Are Books Superior to TV? How they affect our brains differently, according to science – Melissa Chu. 

Reading books is good for you. It increases your knowledge and makes you think. Watching television on the other hand kills off brain cells.

In 2013, a study was performed at Tohoku University in Japan. A team led by Hiraku Takeuchi examined the effects of television on the brains of 276 children, along with amount of time spent watching TV and its long-term effects.

Researcher Takeuchi found that the more TV the kids watched, parts of their brain associated with higher arousal and aggression levels became thicker. The frontal lobe also thickened, which is known to lower verbal reasoning ability.

The more hours of television the kids watched, the lower their verbal test results became. These negative effects in the brain happened regardless of the child’s age, gender, and economic background.

In the same year, a study was done on how reading a novel affected the brain. Gregory Burns and his colleagues at Emory University wanted to see the before and after effects of reading based on fMRI readings.

College students were asked to read Pompeii by Robert Harriss, a thriller based on the eruption of Mount Vesuvius in Italy. The book was chosen due to its strong narration and a dramatic plot based on true events.

After reading the novel, the students had increased connectivity in parts of the brain that were related to language. There was also increased activity in the sensory motor region of the brain, suggesting that readers experienced similar sensations to the characters in the book.

There are also long-term effects from reading books. Reading keeps your mind alert and delays cognitive decline in elders. Research even found that Alzheimer’s is 2.5 times less likely to appear in elderly people who read regularly, while TV was presented as a risk factor.

Six minutes of reading can reduce stress levels by 68 percent, according to researchers at the University of Sussex. Reading beat out other relaxing activities, including listening to music (61 percent), drinking tea or coffee (54 percent), and taking a walk (42 percent).

Reading’s looking pretty good compared to television. We can see that it calms the nerves, increases language and reasoning, and can even keep you mentally alert as you age. TV, on the other hand, has the opposite effect.

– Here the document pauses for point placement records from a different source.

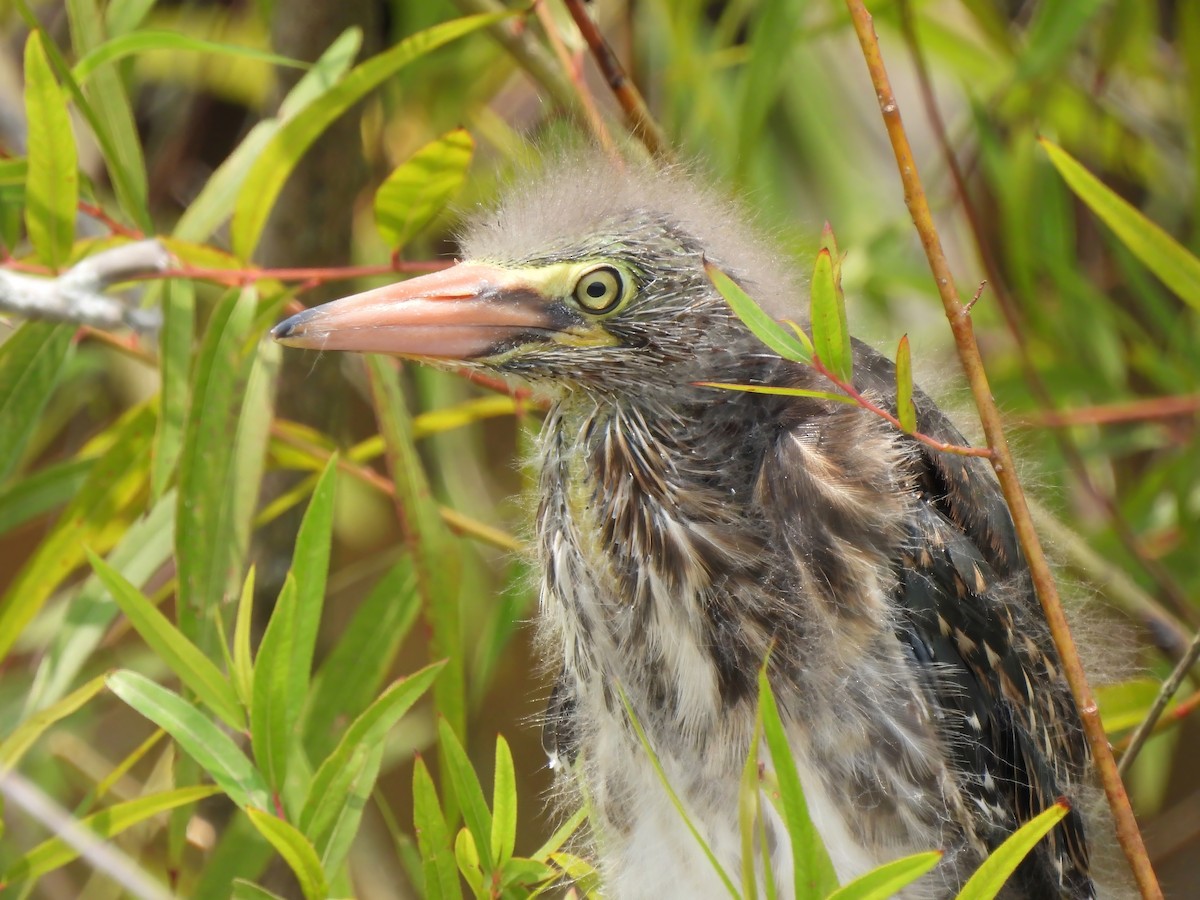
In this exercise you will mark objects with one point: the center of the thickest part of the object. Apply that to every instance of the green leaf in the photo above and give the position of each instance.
(466, 853)
(18, 742)
(468, 791)
(175, 357)
(906, 412)
(142, 551)
(432, 838)
(675, 798)
(889, 879)
(349, 678)
(1125, 705)
(787, 343)
(37, 493)
(328, 790)
(205, 545)
(52, 186)
(136, 42)
(1165, 257)
(810, 863)
(243, 663)
(31, 361)
(996, 869)
(274, 712)
(310, 570)
(199, 738)
(180, 655)
(297, 852)
(107, 823)
(504, 804)
(421, 187)
(94, 519)
(262, 186)
(216, 199)
(780, 391)
(831, 333)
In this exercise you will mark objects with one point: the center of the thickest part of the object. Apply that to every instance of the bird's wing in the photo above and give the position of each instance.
(972, 627)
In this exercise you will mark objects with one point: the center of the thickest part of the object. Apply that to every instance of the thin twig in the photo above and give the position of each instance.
(1138, 739)
(1002, 460)
(641, 123)
(1168, 586)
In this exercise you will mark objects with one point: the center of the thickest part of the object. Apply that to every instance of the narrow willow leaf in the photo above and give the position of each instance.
(328, 789)
(46, 490)
(18, 742)
(196, 733)
(780, 391)
(433, 549)
(291, 142)
(1125, 705)
(996, 869)
(180, 655)
(889, 879)
(906, 412)
(831, 331)
(216, 199)
(175, 355)
(243, 669)
(421, 186)
(432, 838)
(504, 804)
(274, 712)
(310, 569)
(31, 361)
(1165, 257)
(207, 475)
(468, 791)
(349, 678)
(95, 519)
(814, 873)
(118, 48)
(52, 185)
(57, 852)
(142, 551)
(675, 797)
(765, 328)
(297, 852)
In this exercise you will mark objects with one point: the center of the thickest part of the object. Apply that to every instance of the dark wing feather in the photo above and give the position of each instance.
(973, 628)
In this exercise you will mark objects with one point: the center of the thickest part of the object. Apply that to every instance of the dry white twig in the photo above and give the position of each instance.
(76, 295)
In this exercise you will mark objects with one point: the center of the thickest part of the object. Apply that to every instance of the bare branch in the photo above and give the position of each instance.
(76, 295)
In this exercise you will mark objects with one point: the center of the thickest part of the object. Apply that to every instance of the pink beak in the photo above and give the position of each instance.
(463, 312)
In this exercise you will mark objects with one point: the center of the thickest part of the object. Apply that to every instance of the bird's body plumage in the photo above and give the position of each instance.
(687, 534)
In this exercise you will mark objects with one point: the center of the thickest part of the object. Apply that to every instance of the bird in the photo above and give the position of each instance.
(689, 535)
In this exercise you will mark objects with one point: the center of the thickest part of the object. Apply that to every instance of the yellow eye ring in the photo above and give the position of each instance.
(600, 289)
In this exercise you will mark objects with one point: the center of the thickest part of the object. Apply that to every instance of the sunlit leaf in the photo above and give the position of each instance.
(421, 186)
(52, 186)
(1179, 269)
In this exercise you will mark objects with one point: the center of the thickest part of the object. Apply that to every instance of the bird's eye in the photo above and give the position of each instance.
(600, 289)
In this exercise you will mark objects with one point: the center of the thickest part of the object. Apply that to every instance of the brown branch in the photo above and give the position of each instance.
(1002, 459)
(1168, 586)
(641, 123)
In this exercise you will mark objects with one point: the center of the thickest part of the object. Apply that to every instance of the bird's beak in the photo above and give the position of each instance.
(463, 312)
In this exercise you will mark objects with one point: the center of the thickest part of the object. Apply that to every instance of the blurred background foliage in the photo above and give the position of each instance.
(184, 460)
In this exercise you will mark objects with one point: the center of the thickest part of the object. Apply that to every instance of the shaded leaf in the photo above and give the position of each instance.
(199, 738)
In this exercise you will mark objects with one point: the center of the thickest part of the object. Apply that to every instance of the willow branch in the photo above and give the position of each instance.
(1002, 459)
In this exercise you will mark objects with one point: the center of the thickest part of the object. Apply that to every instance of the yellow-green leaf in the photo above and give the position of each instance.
(52, 185)
(420, 187)
(1175, 267)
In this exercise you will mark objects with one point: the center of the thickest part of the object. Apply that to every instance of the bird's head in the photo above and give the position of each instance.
(586, 275)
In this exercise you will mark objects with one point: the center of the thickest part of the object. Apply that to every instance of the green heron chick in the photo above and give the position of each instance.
(685, 534)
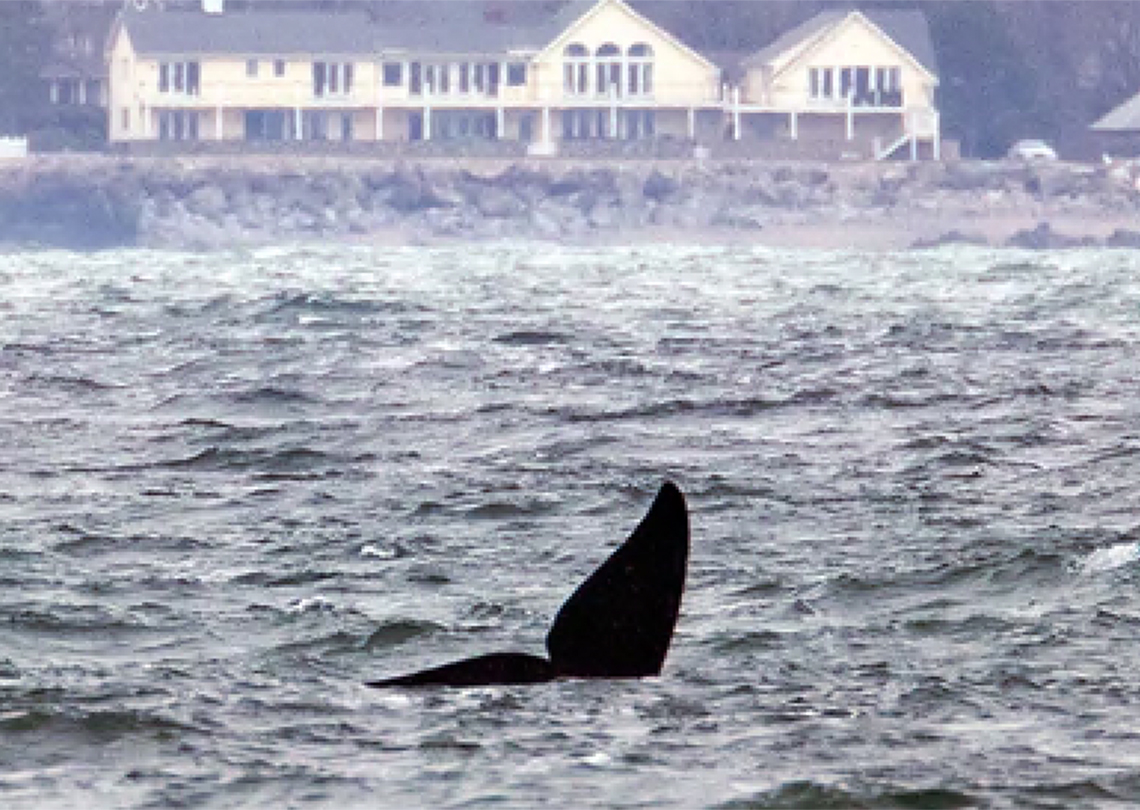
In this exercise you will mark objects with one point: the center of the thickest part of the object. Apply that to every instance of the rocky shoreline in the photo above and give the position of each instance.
(205, 203)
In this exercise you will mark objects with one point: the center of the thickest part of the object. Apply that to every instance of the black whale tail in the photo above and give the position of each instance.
(618, 623)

But we still haven’t gotten to why that’s the case.

It’s not just an issue of the quality of the TV program or the book. It seems that the nature of the activities themselves is what’s causing the differences.

Television is designed to be passive. After switching to the show you like, you can just sit back and watch everything unfold without effort on your part. You’re less likely to pause to reflect on what’s happening.

TV also presents ideas and characters on a surface level. Shows don’t have the luxury of describing or explaining situations in great detail, since they need to keep viewers visually entertained. TV programs are fast-paced in order to keep people from switching.

Books, on the other hand, are a more proactive form of entertainment and learning. The reader has to concentrate on what’s being said and to think through concepts in the book. When we read, we’re forced to use our imaginations to fill in the gaps.

Books also have the advantage of being able to describe everything in greater depth. While television is mostly composed of dialogue between characters, books can walk readers through scenes, characters’ thoughts, and provide lengthier commentary.